Сама душа не может никоим образом воздействовать на это преображение в любви[1574]. Единственное, что можно сделать, чтобы подготовиться к такому преображению, — это умиротворить и утихомирить чувства, разум, волю и память, так чтобы Возлюбленный смог даровать себя без образа[1575]. Эти три способности должны быть настолько освобождены от всяких образов, чтобы «полностью предстать перед любовью Бога»[1576]. Любовь Бога, со своей стороны, привносится без образа, без малейшей примеси чего-то внешнего215. Бог общается с душой «без посредников, без людей, без ангелов, без форм, без фигур»[1577]. Он сообщает Себя через Себя. Это Его общение с Собой «не имеет ни массы, ни объема, поскольку Слово, которое дарует его, чуждо какому-то способу или образу поведения и свободно от объема формы, от внешнего вида или от случая[1578]. Иоанн Кронштадтский говорит: «Не глаза мои возвещают мне о Боге моем,, ни уши посредством слов или звуков голоса доносят до меня весть от Непостижимого, а сама душа как бы растворяется в Боге»[1579]. Это растворение в Боге — лик Бога в возлюбленном. Это то, к чему стремится душа: «Поэтому, кем бы ни была Невеста, у нее одно только желание, одно устремление, а именно — чтобы ее лицо вечно соприкасалось с твоим Лицом в поцелуе милости, то есть чтобы она могла стать одним духом с тобой посредством соединения воли с тобой, усердием великой любви»[1580]. Когда душа преображается в Возлюбленном, Возлюбленный обитает в душе, которую он открывает гораздо глубже, чем она может открыться сама. Возлюбленный поселяется в этой бездне души. «Человек преображается в Боге, когда… только Бог обитает в его сердце, когда оно не занято никем, кроме Бога… О желанное преображение!.. Преображенный человек полностью принадлежит Богу и стремится только к Богу. Его сердце преисполнено самим Богом»[1581]. Когда душа проникается Богом, Бог входит в душу. Теперь все ее качества «лишены их собственного образа» и «преображаются в одном лишь Боге» и рождаются «в Боге и Богом»[1582].

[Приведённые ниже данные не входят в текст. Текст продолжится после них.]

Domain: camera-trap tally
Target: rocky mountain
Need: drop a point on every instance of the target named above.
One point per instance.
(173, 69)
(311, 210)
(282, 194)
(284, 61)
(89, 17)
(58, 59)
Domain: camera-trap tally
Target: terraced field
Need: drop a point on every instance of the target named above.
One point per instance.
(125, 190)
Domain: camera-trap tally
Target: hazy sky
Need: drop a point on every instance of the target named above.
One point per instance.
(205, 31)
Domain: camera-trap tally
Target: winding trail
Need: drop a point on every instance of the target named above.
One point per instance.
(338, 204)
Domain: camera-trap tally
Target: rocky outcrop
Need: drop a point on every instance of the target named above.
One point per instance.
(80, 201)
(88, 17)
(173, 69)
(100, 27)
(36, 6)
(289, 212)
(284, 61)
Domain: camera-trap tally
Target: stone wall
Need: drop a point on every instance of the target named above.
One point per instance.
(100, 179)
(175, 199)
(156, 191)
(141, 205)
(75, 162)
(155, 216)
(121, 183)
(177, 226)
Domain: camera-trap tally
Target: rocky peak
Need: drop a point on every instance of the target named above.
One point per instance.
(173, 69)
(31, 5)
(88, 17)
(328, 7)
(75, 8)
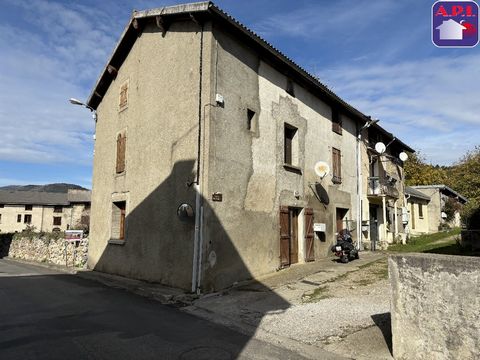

Прозрачность. Когда Бог поселяется в душе и преображает ее в себе, она становится прозрачной для него. Григорий Нисский сравнивает это с зеркалом: «Это как с зеркалом, когда оно искусно изготовлено и пригодно, — оно будет отражать в себе, на своей чистой поверхности, точные черты того,
кто появляется в нем. Так и душа: когда она становится пригодной и избавляется от всякой грязи, она снова начинает отражать в себе чистый образ нетронутой красоты»[1583]. Рююсбрук сравнивает эту божественную прозрачность с солнечным светом, которым освещается воздух. «Мы испытываем вхождение Бога и освещаемся божественным светом, так же, как воздух освещается светом солнца, а железо пронизывается силой и жаром огня. Так мы преображаемся и преисполняемся сиянием от сияния, по образу самой Пресвятой Троицы»[1584]. Тут же он говорит об огне, который пронизывает дерево: «Потому что огонь проникает во все и делает все подобным себе, все, чем он может завладеть и что может преобразить»[1585]. Иоанн Креста придает большое значение этому сравнению: «Коснувшись дерева, огонь вначале иссушает его, разгоняя всю влагу так, что удаляется вся содержащаяся в нем вода. Затем постепенно он делает дерево черным, темным и безобразным и даже приводит к тому, что оно начинает испускать дурной запах… Наконец, нагрев и воспламенив дерево снаружи, огонь преобразует дерево в нем самом и делает его таким же красивым, какое оно есть на самом деле»[1586]. У Иоанна Креста мы находим обилие образов для выражения божественной прозрачности души: солнечный луч, преобразующий окно в свой свет[1587]; фонтан, от которого во все стороны в изобилии брызжут божественные струи[1588]; прозрачный и чистый кристалл, полностью отражающий свет, который падает на него[1589]; любовная рана, которая только заживает оттого, что делается глубже[1590]; воск в процессе поглощения оттиска печати; набросок, который взывает к художнику, чтобы тот закончил свой рисунок[1591]. Преображение в Боге — это нечто, что «соединяет свет звезды или свечи со светом солнца, поскольку то, что затем излучает свет, — это не звезда или свеча, а солнце, которое поглотило другие потоки света своим собственным»[1592].
Интимность любви
Преображение в любви — это единство двух побуждений: (1) предание своей души Возлюбленному и принятие этого предания; (2) самоотдача Возлюбленного душе и принятие этой самоотдачи. Два побуждения любви являются взаимопроникающими и открывают пространство интимности.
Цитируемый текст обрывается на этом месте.